Between American Express, Visa, and Mastercard, there is no doubt that American Express has the worst growth characteristics of the three. Visa has been busy penetrating the European markets to keep its trajectory of 13% annual growth in line, and Mastercard stays a close second with its trajectory of 10-12% earnings growth. Both of these credit-oriented corporations are likely to have long-term earnings growth that is doubled what you will see from the S&P 500.
And then there is American Express. For the next five years, it is only expected to grow earnings in the 5-7% range. Its growth is not nearly as attractive as Visa and Mastercard.
And yet, it has been the focus of my attention this year because of its dirt-cheap valuation. On January 22nd, I wrote “Classic Value Investing Right Now: American Express Stock At $55.” The reason why it caught my attention is because people were too pessimistic about the loss of the Costco deal. Yes, it meant that American Express would tread water with earnings for two years or so, but eventually, moderately higher profits would lay ahead.
At the time the stock fell to $55, it was still earning $5.50 per share in profits.
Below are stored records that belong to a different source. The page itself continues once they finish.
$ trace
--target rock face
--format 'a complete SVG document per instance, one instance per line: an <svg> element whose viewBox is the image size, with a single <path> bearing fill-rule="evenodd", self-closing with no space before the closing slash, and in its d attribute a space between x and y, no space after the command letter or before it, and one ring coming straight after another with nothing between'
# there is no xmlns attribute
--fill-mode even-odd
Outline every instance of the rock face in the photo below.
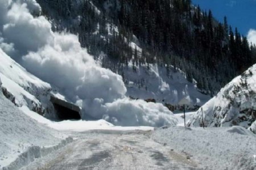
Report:
<svg viewBox="0 0 256 170"><path fill-rule="evenodd" d="M203 114L202 114L203 112ZM203 115L203 118L202 118ZM188 126L238 125L256 133L256 65L234 78L204 105Z"/></svg>

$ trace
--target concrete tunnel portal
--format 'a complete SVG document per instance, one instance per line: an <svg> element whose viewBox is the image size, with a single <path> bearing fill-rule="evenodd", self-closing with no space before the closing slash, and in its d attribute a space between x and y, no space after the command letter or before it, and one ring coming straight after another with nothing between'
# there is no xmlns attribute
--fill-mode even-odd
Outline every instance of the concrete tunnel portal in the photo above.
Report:
<svg viewBox="0 0 256 170"><path fill-rule="evenodd" d="M81 108L79 107L52 96L50 101L60 120L81 119Z"/></svg>

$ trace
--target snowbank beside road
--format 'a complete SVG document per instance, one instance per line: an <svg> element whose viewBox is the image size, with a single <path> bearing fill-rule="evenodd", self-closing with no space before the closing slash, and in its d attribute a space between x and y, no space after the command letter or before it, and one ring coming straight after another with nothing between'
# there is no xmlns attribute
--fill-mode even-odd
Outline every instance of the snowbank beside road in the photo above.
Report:
<svg viewBox="0 0 256 170"><path fill-rule="evenodd" d="M158 129L153 139L185 154L206 169L255 169L256 135L244 128L172 127Z"/></svg>
<svg viewBox="0 0 256 170"><path fill-rule="evenodd" d="M201 109L204 123L208 127L238 125L256 133L254 125L256 120L256 65L233 79ZM201 109L188 125L201 126Z"/></svg>
<svg viewBox="0 0 256 170"><path fill-rule="evenodd" d="M11 169L18 168L35 158L41 156L43 152L46 154L49 151L44 150L40 152L42 147L51 148L58 145L60 147L60 143L64 142L68 137L25 115L1 91L0 127L0 168L17 159ZM23 155L19 159L19 155L27 151L29 154Z"/></svg>

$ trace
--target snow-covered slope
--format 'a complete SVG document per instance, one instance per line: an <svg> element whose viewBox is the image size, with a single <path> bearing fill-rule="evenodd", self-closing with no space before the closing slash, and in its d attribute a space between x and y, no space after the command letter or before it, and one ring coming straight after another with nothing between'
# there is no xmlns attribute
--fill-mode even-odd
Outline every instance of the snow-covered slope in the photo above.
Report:
<svg viewBox="0 0 256 170"><path fill-rule="evenodd" d="M256 120L256 65L234 78L202 107L188 123L208 127L251 126ZM255 123L249 129L256 133Z"/></svg>
<svg viewBox="0 0 256 170"><path fill-rule="evenodd" d="M197 90L195 83L189 82L180 70L172 67L157 64L133 67L130 63L122 71L127 81L127 94L134 98L154 99L157 102L175 105L187 97L192 108L203 105L210 99L209 96Z"/></svg>
<svg viewBox="0 0 256 170"><path fill-rule="evenodd" d="M196 169L240 170L256 168L256 135L240 126L172 127L154 131L152 138L172 148L174 159L197 165Z"/></svg>
<svg viewBox="0 0 256 170"><path fill-rule="evenodd" d="M5 96L17 107L54 118L49 102L51 86L27 71L0 48L0 78Z"/></svg>
<svg viewBox="0 0 256 170"><path fill-rule="evenodd" d="M37 15L34 14L35 8L39 11ZM0 1L0 48L3 52L30 73L57 87L67 100L82 108L82 119L104 118L114 125L123 126L161 126L177 123L172 113L163 104L129 99L121 76L98 65L81 46L77 36L54 32L51 23L40 16L40 6L36 1ZM4 53L3 58L8 58ZM34 77L26 75L27 73L18 65L16 72L12 72L12 66L6 69L12 62L0 63L2 70L7 70L3 71L2 80L3 86L19 98L18 101L22 101L19 106L27 105L35 110L31 106L32 101L26 100L28 99L34 99L37 105L44 107L46 103L45 107L51 107L51 103L47 103L51 86L35 78L35 81L30 81ZM8 74L20 71L26 72L20 77ZM22 84L22 80L26 82L27 79L32 87ZM39 85L41 84L43 85ZM27 90L30 88L32 92ZM46 110L51 112L52 109Z"/></svg>
<svg viewBox="0 0 256 170"><path fill-rule="evenodd" d="M5 169L17 169L47 154L52 150L50 147L67 137L26 116L1 91L0 127L0 169L9 165ZM42 150L42 147L49 149Z"/></svg>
That was a P/E ratio of only 10. It was basically battered down to its 2008 level valuation (though not as cheap as the lows of 2009).
Since then, American Express has returned 31% annualized while the S&P 500 has returned 18% annualized, while Mastercard has returned 24% annualized and Visa has returned 17% annualized. To a lot of people, it would not have been intuitive that American Express stock would go on to outperform its credit card peers or the S&P 500 over hardly any month-long time frame.
It is still a little bit undervalued–I would say American Express is worth somewhere around $75 per share–but a good chunk of the cheapness has been recovered this year.
This is why I get excited by the Viacoms, IBMs, and BPs of the investment world. It’s not that they have the superior characteristics in their industry, but they catch my attention because they are trading at deep value levels as they address solvable issues that they need to work through. It is also why I am frustrated that things like auto-purchasing through index funds has prevented a stock like Exxon from joining this deep value list.
American Express is not something that would have a spot on my “own forever” list. If it rose to the $80s quickly, I would strongly consider selling because it that point you’re only going to get 5-7% earnings growth thereafter with a miniscule dividend. American Express is a superior holding to the extent that you get to capture both P/E expansion and a bit of earnings growth. When you only get to capture the latter, it loses its edge.